The News

Fears of Nightclub Shooting Means Drug War

. Deadly gunfire broke out in the crowded beachfront nightclub throbbing with electronic music before dawn on Monday, setting off a bloody stampede by screaming concertgoers at an international festival in this Caribbean resort.(AP Photo/Rebecca Blackwell)

PLAYA DEL CARMEN, Mexico — Authorities said Tuesday they are investigating whether extortion, street-level drug sales or a murder plot was the motive behind a shooting at an electronic music festival in this Caribbean resort town that left three foreigners and two Mexicans dead.
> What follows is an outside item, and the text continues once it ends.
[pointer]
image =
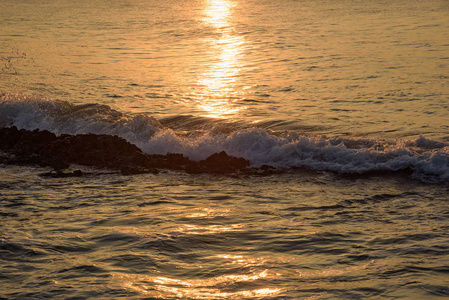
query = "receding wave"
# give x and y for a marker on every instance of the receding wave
(427, 159)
The drug hypothesis was strengthened after a banner briefly appeared along a roadside, signed by the “Old School Zetas,” part of the fragmented Zetas cartel, suggesting the attack was carried out as part of a battle against rival gangs.

The attorney general of Quintana Roo state said investigators were looking into whether the banner referred to the BPM music festival or one of its organizers.

Also Tuesday, gunmen shot at the building that houses the state prosecutors’ office in the resort of Cancun. A witness said the attackers also tossed two explosive devices at a perimeter wall. A reporter at the scene saw police remove a body from a guard post near the building after the attack.

Cancun is just north of Playa del Carmen, this beach town where a gunman opened fire before dawn Monday at a closing party for the BPM electronic music festival. Five people were killed and 15 suffered injuries.

State Attorney General Miguel Angel Pech said the gunman fired directly at one of the Mexican victims at the Blue Parrot nightclub where the party was being held. A confused shootout ensued in which guards — it is not clear whether festival security personnel or the Mexican’s bodyguards — returned fire.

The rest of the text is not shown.